More focused appointments
A consultation through a screen will be different. With young children, it can be difficult to make them understand that it is a real person they are conversing with, while older children are used to making video calls to grandma and grandpa. Emelie, a Speech Therapist, always asks the parent to stay in the room, so that they can remind the child to focus during the consultation. Parents play a more active role in the online consultation; they can pick out games and toys and do what the speech therapist usually does with their hands. Emelie says:
They need to have full focus on what we do together and become very involved in the activity and often become familiarised with exercises for their child
Mårten Ärlig also talks about how the dynamics become different in an online consultation when the social codes disappear.
In some cases with a screen, the healthcare professional is more focused on the patient than they could have been in a physical appointment. When there are 3-4 people in a room, everyone more or less automatically takes up the same amount of space, but in an online consultation you can focus on the patient.
One of the biggest benefits of online consultations is fewer DNAs. In cases of children and parents, the risk of DNA is even greater. Using the benefit of booking or rebooking an online consultation, many appointments that would have otherwise been missed can take place online. At heavily booked receptions, it is worthwhile to be able to continue the treatment as planned and not having to find a new time.
Another example of saved appointments thanks to the digital tools are children and young people who would rather avoid the appointment completely. There are several diagnoses, but also times in life, where it can be a challenge to go to a clinic with the parents.
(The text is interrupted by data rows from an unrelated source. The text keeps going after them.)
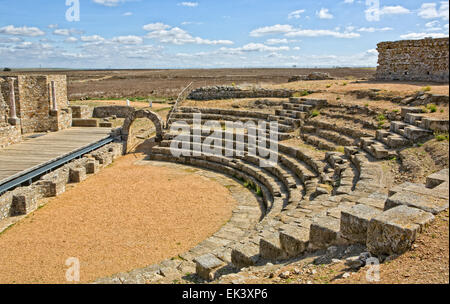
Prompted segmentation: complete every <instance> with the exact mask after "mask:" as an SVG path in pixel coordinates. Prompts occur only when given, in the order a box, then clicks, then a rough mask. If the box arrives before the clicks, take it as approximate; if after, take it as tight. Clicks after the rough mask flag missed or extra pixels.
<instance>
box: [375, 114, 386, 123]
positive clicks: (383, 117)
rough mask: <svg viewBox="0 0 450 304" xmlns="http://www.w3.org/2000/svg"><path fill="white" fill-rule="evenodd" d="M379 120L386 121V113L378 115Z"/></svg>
mask: <svg viewBox="0 0 450 304" xmlns="http://www.w3.org/2000/svg"><path fill="white" fill-rule="evenodd" d="M377 120H378V121H379V122H380V121H385V120H386V116H384V114H380V115H378V116H377Z"/></svg>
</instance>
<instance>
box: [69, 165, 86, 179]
mask: <svg viewBox="0 0 450 304" xmlns="http://www.w3.org/2000/svg"><path fill="white" fill-rule="evenodd" d="M86 177H87V176H86V168H85V167H76V168H70V171H69V182H71V183H81V182H82V181H84V180H85V179H86Z"/></svg>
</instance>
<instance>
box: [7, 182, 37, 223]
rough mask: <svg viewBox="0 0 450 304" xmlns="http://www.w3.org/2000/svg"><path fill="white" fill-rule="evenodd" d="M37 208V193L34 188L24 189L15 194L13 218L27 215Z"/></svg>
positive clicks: (13, 198)
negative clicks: (17, 215)
mask: <svg viewBox="0 0 450 304" xmlns="http://www.w3.org/2000/svg"><path fill="white" fill-rule="evenodd" d="M36 208H37V199H36V193H35V191H34V189H33V188H32V187H23V188H19V189H16V190H15V191H14V192H13V200H12V204H11V216H17V215H25V214H28V213H30V212H32V211H34V210H36Z"/></svg>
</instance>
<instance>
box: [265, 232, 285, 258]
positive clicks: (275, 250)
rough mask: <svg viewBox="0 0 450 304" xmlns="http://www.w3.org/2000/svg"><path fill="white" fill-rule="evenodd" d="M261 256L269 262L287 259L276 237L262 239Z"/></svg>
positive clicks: (270, 236)
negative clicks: (268, 260) (272, 260)
mask: <svg viewBox="0 0 450 304" xmlns="http://www.w3.org/2000/svg"><path fill="white" fill-rule="evenodd" d="M259 255H260V256H261V257H262V258H263V259H267V260H281V259H284V258H285V257H286V254H285V252H284V251H283V249H282V248H281V244H280V239H279V237H278V236H275V235H274V236H270V237H266V238H261V239H260V241H259Z"/></svg>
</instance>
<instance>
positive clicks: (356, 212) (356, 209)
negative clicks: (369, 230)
mask: <svg viewBox="0 0 450 304" xmlns="http://www.w3.org/2000/svg"><path fill="white" fill-rule="evenodd" d="M380 213H381V211H380V210H378V209H375V208H372V207H369V206H366V205H363V204H358V205H355V206H353V207H352V208H351V209H350V210H348V211H343V212H342V213H341V234H342V236H343V237H344V238H346V239H348V240H349V241H352V242H356V243H360V244H365V243H366V239H367V227H368V226H369V222H370V220H371V219H372V218H374V217H375V216H377V215H379V214H380Z"/></svg>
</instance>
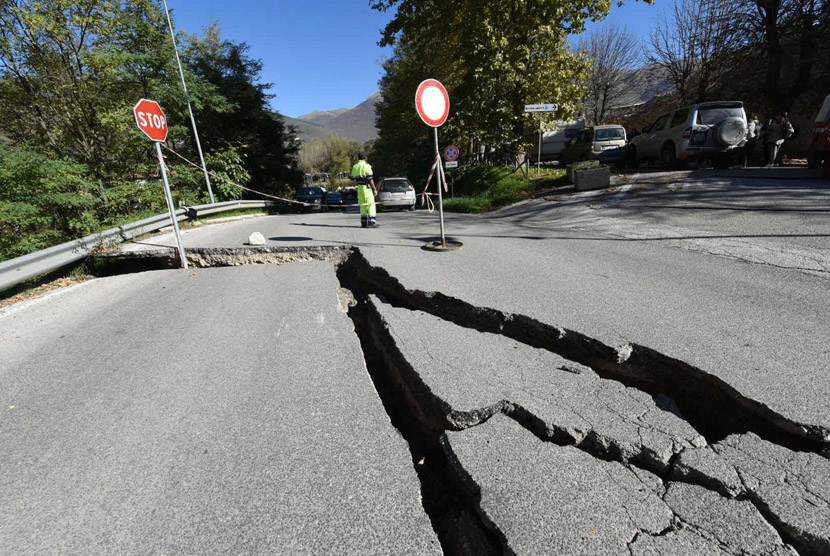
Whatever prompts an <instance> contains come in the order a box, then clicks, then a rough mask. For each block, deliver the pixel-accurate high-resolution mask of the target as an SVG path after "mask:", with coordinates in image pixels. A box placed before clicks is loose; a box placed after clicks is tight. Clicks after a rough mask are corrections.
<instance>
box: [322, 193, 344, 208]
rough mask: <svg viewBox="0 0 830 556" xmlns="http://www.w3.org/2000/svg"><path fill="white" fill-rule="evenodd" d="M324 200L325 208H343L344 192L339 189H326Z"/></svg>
mask: <svg viewBox="0 0 830 556" xmlns="http://www.w3.org/2000/svg"><path fill="white" fill-rule="evenodd" d="M323 201H324V203H323V205H324V206H323V210H343V194H342V193H340V192H339V191H326V192H325V193H324V194H323Z"/></svg>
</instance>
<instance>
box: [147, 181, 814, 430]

In these cases, an online consultation on the child’s mobile in their own room, on their own terms, is an alternative – definitely, a better alternative than a forced physical appointment or no appointment at all.
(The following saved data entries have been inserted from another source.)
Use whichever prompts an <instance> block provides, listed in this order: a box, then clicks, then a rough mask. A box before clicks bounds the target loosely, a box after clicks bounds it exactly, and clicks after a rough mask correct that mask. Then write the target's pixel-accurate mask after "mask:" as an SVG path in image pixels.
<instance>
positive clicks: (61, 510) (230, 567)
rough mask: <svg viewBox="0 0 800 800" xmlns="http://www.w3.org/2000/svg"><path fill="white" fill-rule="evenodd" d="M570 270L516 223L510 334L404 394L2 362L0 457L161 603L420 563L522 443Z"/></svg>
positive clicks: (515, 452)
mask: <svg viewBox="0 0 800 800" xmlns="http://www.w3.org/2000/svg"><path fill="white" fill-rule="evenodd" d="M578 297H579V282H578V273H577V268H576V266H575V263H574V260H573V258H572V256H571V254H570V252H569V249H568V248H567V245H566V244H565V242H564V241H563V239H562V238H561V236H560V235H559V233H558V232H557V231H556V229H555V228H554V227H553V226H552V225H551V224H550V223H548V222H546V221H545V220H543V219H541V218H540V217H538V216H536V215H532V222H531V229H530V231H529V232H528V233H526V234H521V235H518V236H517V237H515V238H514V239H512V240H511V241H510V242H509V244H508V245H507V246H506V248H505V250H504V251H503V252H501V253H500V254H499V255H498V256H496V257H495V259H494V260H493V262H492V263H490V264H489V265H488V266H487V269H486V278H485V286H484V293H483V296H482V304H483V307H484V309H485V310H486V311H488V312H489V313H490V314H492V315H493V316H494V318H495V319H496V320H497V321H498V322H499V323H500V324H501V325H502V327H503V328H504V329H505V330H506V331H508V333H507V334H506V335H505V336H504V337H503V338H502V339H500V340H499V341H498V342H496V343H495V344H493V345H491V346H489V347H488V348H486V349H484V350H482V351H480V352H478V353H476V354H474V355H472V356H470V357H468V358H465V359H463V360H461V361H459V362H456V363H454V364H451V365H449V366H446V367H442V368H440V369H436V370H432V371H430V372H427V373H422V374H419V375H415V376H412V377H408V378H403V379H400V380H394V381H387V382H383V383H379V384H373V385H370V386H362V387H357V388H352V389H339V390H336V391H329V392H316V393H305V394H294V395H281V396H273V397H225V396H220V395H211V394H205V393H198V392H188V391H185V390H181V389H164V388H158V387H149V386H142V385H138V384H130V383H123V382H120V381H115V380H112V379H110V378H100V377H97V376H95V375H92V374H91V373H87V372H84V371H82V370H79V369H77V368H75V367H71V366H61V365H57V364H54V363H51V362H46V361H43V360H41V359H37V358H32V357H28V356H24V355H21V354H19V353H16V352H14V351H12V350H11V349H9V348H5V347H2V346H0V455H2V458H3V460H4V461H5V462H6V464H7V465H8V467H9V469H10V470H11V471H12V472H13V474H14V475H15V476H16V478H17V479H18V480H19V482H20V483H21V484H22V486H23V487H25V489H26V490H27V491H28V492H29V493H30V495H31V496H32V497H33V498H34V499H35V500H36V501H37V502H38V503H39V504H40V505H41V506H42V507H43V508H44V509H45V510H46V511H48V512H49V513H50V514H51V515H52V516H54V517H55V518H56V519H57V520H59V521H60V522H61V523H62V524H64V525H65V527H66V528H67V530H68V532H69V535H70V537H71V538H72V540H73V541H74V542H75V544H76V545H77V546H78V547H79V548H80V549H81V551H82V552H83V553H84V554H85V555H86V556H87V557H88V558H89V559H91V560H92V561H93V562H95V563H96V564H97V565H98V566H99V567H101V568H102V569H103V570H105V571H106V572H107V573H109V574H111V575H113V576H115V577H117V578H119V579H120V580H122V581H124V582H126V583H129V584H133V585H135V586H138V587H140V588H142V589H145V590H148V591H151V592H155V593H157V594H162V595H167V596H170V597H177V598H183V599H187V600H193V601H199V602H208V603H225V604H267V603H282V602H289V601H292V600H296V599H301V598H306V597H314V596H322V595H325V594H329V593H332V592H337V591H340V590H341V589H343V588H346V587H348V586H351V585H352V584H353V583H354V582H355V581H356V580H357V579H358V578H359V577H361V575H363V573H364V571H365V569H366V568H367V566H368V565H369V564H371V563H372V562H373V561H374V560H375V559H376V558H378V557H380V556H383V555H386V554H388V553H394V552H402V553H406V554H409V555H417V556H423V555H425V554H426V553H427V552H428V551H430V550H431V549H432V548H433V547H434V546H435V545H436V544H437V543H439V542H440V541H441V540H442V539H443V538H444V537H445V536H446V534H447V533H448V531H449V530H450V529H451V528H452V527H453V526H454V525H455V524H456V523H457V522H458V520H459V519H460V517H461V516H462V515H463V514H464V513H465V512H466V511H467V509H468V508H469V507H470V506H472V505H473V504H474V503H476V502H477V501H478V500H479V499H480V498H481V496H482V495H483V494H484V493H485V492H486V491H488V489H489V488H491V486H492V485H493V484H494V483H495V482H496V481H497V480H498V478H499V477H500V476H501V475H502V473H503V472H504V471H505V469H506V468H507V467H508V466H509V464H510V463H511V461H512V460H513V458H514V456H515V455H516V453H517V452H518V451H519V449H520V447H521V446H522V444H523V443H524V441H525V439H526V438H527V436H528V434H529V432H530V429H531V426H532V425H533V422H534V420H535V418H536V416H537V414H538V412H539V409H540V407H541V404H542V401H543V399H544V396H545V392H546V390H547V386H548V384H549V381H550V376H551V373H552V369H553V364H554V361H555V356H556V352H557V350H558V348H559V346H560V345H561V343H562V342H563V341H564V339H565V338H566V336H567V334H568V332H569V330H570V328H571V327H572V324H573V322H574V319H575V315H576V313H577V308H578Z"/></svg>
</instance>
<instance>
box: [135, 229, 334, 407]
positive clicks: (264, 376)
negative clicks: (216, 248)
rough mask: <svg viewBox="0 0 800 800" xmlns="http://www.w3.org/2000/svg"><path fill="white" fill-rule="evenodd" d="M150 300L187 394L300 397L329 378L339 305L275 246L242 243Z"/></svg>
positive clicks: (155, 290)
Driving change with those who want it
It is easier to change together with those who are willing or perhaps even ask for a change. Parents, children, and young people have discovered that online consultations can help to provide good healthcare, without having to arrange their lives around a physical appointment. When patients are satisfied, healthcare professionals are more motivated, and these two strong forces drive the development of online consultations and the will to make them an organic part of the patient pathways. No wonder we see high activity at clinics that work with children and their parents.